As a first step, we execute each instruction stream alone on a single logical processor, for all degrees of ILP. In this way, all the execution resources of the physical package are fully available to the thread executing that stream, since the peer logical processor sits idle. We execute each stream for about 10 seconds, and for this interval we record the number of instructions that were executed and the total number of clock cycles that elapsed. By dividing these two quantities, we obtain an approximation for the CPI of a specific instruction in the context of a particular ILP level. As a second step, we co-execute within the same physical processor two independent instruction streams of the same ILP, each of which gets bound to a specific logical processor. We experiment with all possible combinations of the available instructions streams. For each combination, we perform as before a similar measurement for the CPI, and we compute then the factor by which the execution of a specific instruction was slowed down compared to its standalone execution. This factor gives us an indication on how various kinds of simultaneously executing streams of a specific ILP level, contend with each other for shared resources.

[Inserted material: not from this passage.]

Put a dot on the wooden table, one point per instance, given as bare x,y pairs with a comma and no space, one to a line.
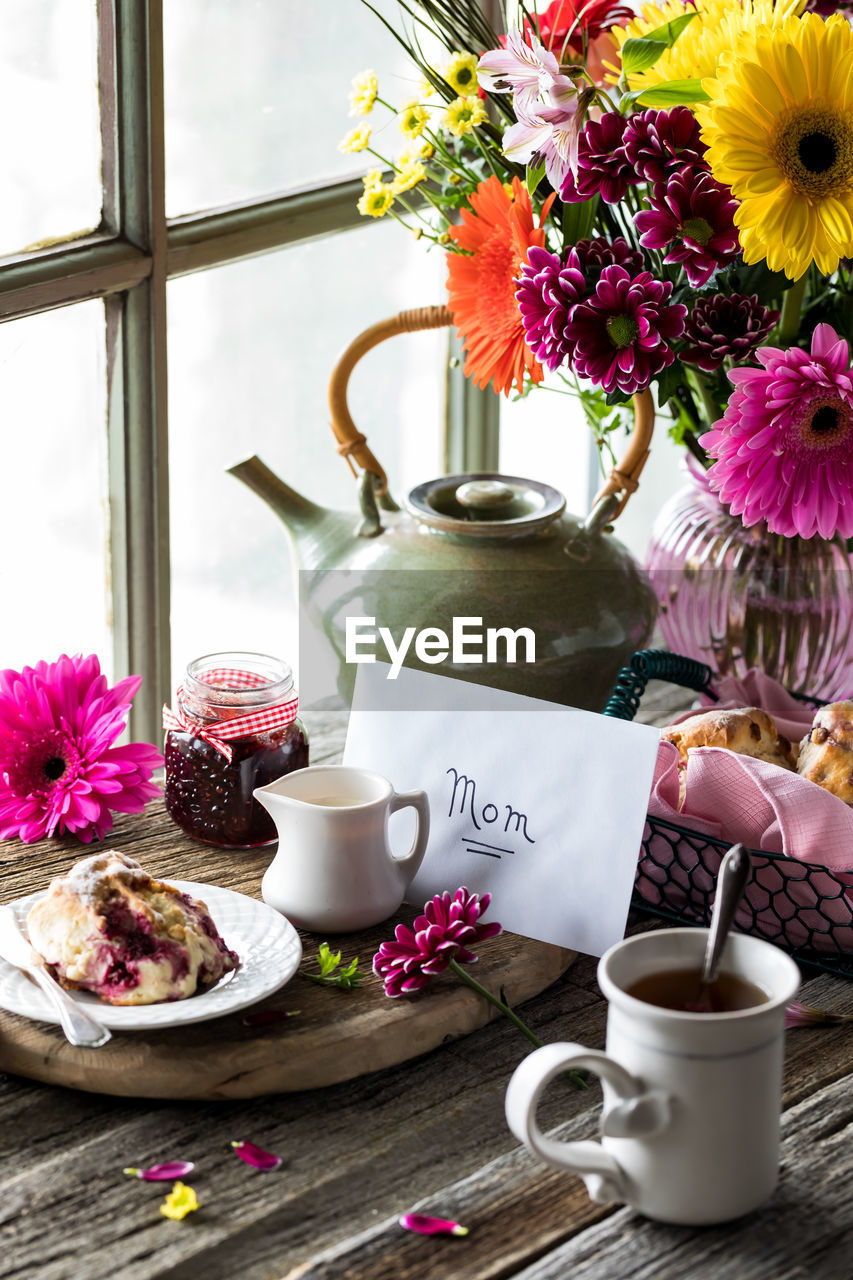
429,1134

There is some additional information that we extract from the above experiments. For a particular instruction stream, we can estimate whether the transition from singlethreaded mode of a specific ILP level to dual-threaded mode of a lower ILP level, can hinder or boost performance. For example, let's consider a scenario where, in single-threaded and maximum ILP mode, instruction A gives an average CPI of  $C_{1thr-maxILP}$ , while in dual-threaded and medium ILP mode the same instruction gives an average CPI of  $C_{2thr-medILP} > 2 \times C_{1thr-maxILP}$ . Because the second case involves half of the ILP of the first case, the above scenario prompts that we must probably not anticipate any speedup by parallelizing into multiple threads a program that uses extensively this instruction in the context of high ILP (e.g. unrolling).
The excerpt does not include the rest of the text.